For this project, I limited the analysis to comparisons from year to year and at a geographic resolution no finer than arrondissment. In the event that I try to map violent incidents to events on the broader political-economic landscape, I will need to re-run the analysis at a finer temporal resolution (likely week to week, in order to allow for a lag between when an incident occurs and when it is recorded in the database). Moreover, arrondissment is a coarser spatial scale than I had initially envisioned for this project. However, without a better understanding of political sub-divisions within Port-au-Prince (suburb vs. neighborhood vs. informal toponyms) as well as a better understanding of how incidents are reported and recorded (for example, media reports of violent events might not consistently report precise, fine-scale geographic locations), I did not feel confident digging deeper. Once I spend more time with the data set exploring the details of each incident, gain a better feel for ACLED's measures of geographic confident, and a better understanding of how Port-au-Prince is laid out, I will feel more confident in a finer scale geographic analysis.
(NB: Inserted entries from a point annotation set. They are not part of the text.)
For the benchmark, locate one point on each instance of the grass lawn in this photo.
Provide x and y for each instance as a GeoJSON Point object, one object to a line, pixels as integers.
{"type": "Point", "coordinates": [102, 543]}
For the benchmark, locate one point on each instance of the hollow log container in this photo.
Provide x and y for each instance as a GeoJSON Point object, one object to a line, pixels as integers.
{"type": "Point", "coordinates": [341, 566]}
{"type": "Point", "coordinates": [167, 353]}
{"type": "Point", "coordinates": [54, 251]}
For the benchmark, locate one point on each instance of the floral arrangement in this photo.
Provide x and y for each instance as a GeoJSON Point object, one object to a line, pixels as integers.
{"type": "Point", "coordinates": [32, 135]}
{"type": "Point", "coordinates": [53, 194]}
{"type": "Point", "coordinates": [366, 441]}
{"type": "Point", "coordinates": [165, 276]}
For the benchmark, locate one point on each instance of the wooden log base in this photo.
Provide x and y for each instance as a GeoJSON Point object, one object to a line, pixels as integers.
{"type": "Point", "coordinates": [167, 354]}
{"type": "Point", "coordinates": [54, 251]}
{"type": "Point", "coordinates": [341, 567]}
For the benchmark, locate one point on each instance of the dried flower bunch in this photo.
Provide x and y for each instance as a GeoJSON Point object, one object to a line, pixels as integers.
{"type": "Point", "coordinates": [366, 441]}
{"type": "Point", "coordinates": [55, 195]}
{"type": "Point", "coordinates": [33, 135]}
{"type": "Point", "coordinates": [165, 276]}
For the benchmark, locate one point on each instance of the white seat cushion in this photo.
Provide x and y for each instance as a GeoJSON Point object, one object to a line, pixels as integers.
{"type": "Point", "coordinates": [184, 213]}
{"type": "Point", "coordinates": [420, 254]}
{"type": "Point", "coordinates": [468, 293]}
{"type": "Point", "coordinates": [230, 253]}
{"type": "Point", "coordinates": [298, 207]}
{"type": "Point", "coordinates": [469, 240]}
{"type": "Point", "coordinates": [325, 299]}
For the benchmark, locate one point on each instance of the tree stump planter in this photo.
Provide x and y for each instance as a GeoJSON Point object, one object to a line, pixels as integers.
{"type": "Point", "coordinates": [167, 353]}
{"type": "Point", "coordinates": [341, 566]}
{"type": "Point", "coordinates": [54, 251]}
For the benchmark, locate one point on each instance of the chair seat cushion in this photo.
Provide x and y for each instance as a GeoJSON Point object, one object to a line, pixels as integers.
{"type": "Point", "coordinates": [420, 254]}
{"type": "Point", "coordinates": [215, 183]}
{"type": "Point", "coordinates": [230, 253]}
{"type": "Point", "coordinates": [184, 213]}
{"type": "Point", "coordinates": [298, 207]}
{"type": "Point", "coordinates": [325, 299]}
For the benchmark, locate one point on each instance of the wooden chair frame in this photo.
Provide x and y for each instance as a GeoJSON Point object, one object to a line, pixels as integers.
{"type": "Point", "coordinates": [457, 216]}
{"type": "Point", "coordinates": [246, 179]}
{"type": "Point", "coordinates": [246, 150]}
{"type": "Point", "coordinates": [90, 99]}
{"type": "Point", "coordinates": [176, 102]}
In assessing the data for fatalities, I made two observations about the completeness of the data set. First, the absence of fatalities associated with forced disappearances may have more to do with how incident data are collected and recorded, than with humane treatment of abductees. I suspect that fatalities associated with forced disappearances likely emerge some time after the time of abduction. These fatalities, if recorded by ACLED data collectors, might be coded as resulting from a different cause. Additionally, I believe that the gap in deaths associated with sexual violence in 2019 is due to underreporting, which may be a factor in the other years as well.
**Future Projects**
I am planning follow-up projects with this rich data set. Initially, I am planning a spatial analysis of the patterns of violence, as well as exploring different ways to visualize this. Moreover, in this project, I zoomed in on Arrondissment Port-au-Prince. However, the kinds of violence experienced by civilians living in other parts of the country may be different. This is worth exploring in another project. Lastly, the spatial-temporal patterns of violence and the patterns of the types of violence people experience could be overlain with a timeline of events charting the social and political flux of the country in an effort to find correlation between these events.
Lastly, this is a working document. As I develop solutions to the flaws in the visualizations, text or insights, I will amend it.